The bot is trained using the FDF which has:
- 1368792 Records
- 74 Features
- 19269 Keywords
The Dataset is divided into three classes based on the Net Clicks:
- Clicks Level 0 If Net Clicks is 0
- Clikcs Level 1 If Net Cliks is 1
- Clicks Level 2 Otherwise
This division is done to facilitate the training of 3 Level Model:
- Level 1 Classifier which predicts 0 (Clicks Level 0) or 1 (Clicks Level other than 0)
- Level 2 Classifier which predicts 0 (Clicks Level 1) or 1 (Clicks Level 2)

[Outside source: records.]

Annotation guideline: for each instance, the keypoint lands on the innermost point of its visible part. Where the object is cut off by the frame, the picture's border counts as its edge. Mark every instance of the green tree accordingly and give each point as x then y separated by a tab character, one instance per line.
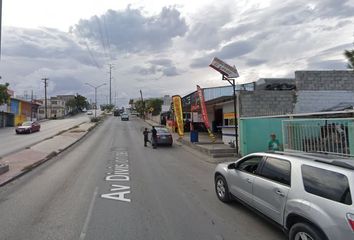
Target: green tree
349	54
4	95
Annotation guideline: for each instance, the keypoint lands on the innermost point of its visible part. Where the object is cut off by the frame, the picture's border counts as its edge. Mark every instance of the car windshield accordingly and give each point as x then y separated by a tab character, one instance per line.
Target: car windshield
82	83
27	124
162	130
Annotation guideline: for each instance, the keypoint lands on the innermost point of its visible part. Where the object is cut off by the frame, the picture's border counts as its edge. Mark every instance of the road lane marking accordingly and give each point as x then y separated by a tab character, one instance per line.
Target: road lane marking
118	174
89	214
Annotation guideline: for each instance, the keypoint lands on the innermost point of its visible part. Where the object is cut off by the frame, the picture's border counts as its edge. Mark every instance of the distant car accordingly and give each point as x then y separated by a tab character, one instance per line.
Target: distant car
116	113
164	137
125	117
28	127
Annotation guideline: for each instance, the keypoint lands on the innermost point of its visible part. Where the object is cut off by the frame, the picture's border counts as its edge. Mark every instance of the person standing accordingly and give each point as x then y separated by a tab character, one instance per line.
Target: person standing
274	144
154	137
146	137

- Level 3 Regressor which predicts the Net Clicks
Extra Features added to the FDF are:
- Mean of the Bert Embedding Vector for Keyword
- Median of the Bert Embedding Vector for Keyword
- Number of Words in the Keyword
- Number of Characters in the Keyword
- Average Number of Words in the Keyword
- Number of Stop Words in the Keyword
- Number of Digits in the Keyword
- Day of the Week
The data is grouped by date and outliers are removed from each group using standard z score normalization. Only +-2 std is kept
z=df.groupby('date').transform(lambda group: (group - group.mean()).div(group.std()))
outliers = z.abs()> stds
df_out=df[outliers.any(axis=1)]
XG Boost Classifier is trained on the data before 2019-10-10 to predict between clicks level 0 or other. The rest of the data is used for testing. Model has 20 estimators and 6 depth. These parameters were selected using Cross Validation and Time Series Split.

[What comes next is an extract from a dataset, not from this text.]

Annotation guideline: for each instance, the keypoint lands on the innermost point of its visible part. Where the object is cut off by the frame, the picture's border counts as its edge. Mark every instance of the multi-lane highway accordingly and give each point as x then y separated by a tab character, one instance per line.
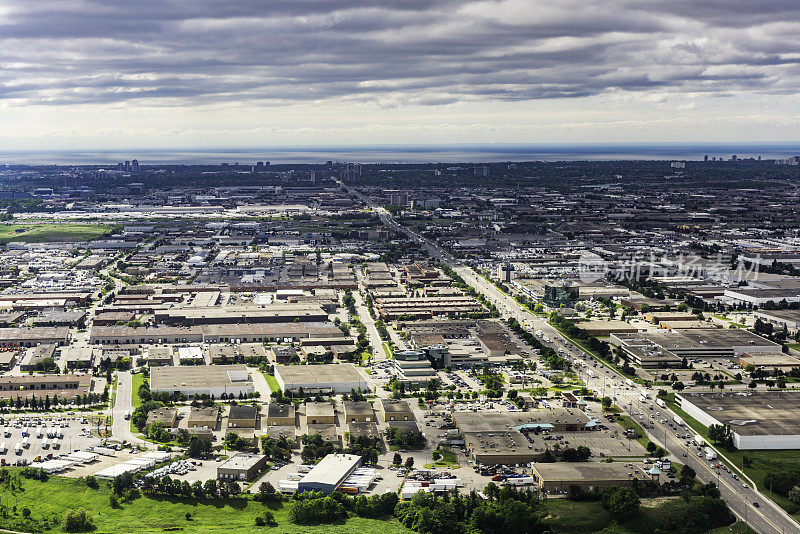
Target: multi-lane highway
759	512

XG Boost Classifier is trained on the data before 2019-10-10 predict between clicks level 1 or 2. The rest of the data is used for testing. Model has 25 estimators and 5 depth. These parameters were selected using Cross Validation and Time Series Split.
XG Boost Classifier is trained on the data before 2019-10-10 predict between clicks level 1 or 2. The rest of the data is used for testing. Model has 40 estimators and 8 depth.
The data after 2019-10-10 is used for testing.
Metric | Value |
---|---|
Mean Absolute Error | 0.028 |
Root Mean Squared Error | 0.272 |
Variance Score | 0.628 |
False Negatives | 5% |
False Positives | 1.8% |
- Pandas
- Numpy
- Transformers
- XGBoost
- Nltk
- Pytorch
- Sickit-Learn